建材の受発注は、見積から発注・納品・請求・支払までの工程が長く、扱う型番も膨大だ。デジタル化を担うサービスは、どこの立場に立つかでタイプが分かれる。
1. 施工管理から派生した電子受発注(元請・工務店向け)
- ANDPAD受発注(EDI):見積・発注から進捗の管理、分割納品や配送便の指定、電子署名での紙レス化、スマホ操作までを建設業向けに電子化する。ANDPADは建設業マネジメントクラウドの導入企業数シェアでNo.1(デロイト トーマツ ミック経済研究所調べ)、利用は約26万社にのぼる。
- CONOC業務管理システム:見積・請求・予実ダッシュボード・顧客管理を中心とした建設業向けの業務管理クラウド。
- 受発注Plus(ダイテック):住宅建設業向けの電子受発注サービス。JIIMA認証を取得し、改正電子帳簿保存法に対応する(2024年提供)。
2. 建材卸・流通の販売管理基幹
在庫・配送・原価までひとつなぎで持つのがこの層だ。
- G-FORES(FiTクラウド/スマイル・コミュニケーションズ):木材・建材の卸・販売向けに専用開発されたクラウド型販売管理パッケージ。受発注・入出荷・在庫・配送の管理と、納品書・請求書などの帳票出力を備える。料金は月額5万円〜(税別)。

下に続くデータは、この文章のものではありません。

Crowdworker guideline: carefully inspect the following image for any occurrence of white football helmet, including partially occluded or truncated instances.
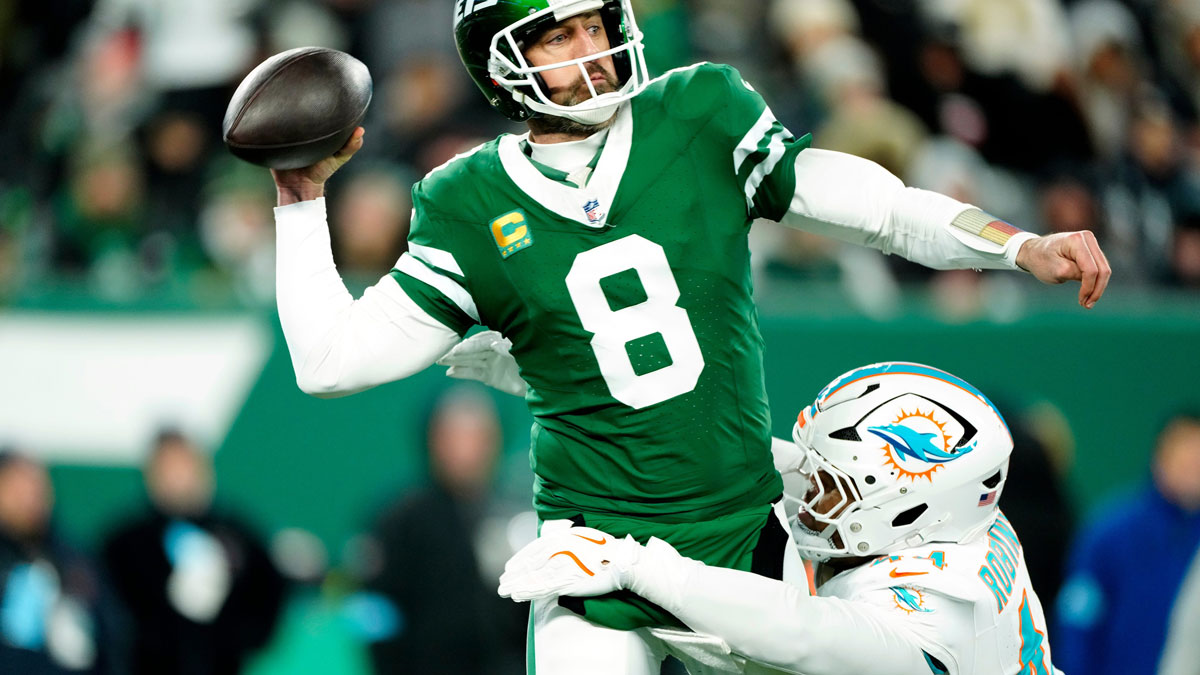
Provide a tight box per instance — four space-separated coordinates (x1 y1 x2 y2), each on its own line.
784 363 1013 561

- 建左衛門(日本事務器):建材卸向けの販売・工事管理システム。商品と工事資材を同一画面で一元発注・出荷でき、工事現場単位の原価管理(材料費・外注費・労務費・経費)や配送状況の確認、工事台帳、請求書発行に対応する。
3. 卸・メーカーのBtoB受発注
- アラジンEC(アイル):建築資材・住宅設備を含む多業種に対応するBtoB EC/Web受発注システム。複数商品の一括発注、在庫確認、単価確認、Web上での注文・見積に対応する。
- BtoBプラットフォーム TRADE(インフォマート):取引先横断の受発注・請求プラットフォーム。見積から請求までをデジタル化し、インボイス制度・電子帳簿保存法に対応。商品マスタが不要で、取引先は費用負担なく利用できる。
購買側の論点
選ぶときの軸は4つ。見積から発注、納品、請求、支払までをひとつなぎで回せるか。膨大な型番に対応する商品マスタを持っているか。得意先ごとの単価や掛け率を設定できるか。在庫と配送が画面で見えるか。卸の販売管理基幹は在庫・配送・原価まで持つのに対し、施工管理から派生した受発注は発注から請求の電子化が中心で、在庫は持たないことが多い。自社のどの工程をデジタル化したいかで選ぶといい。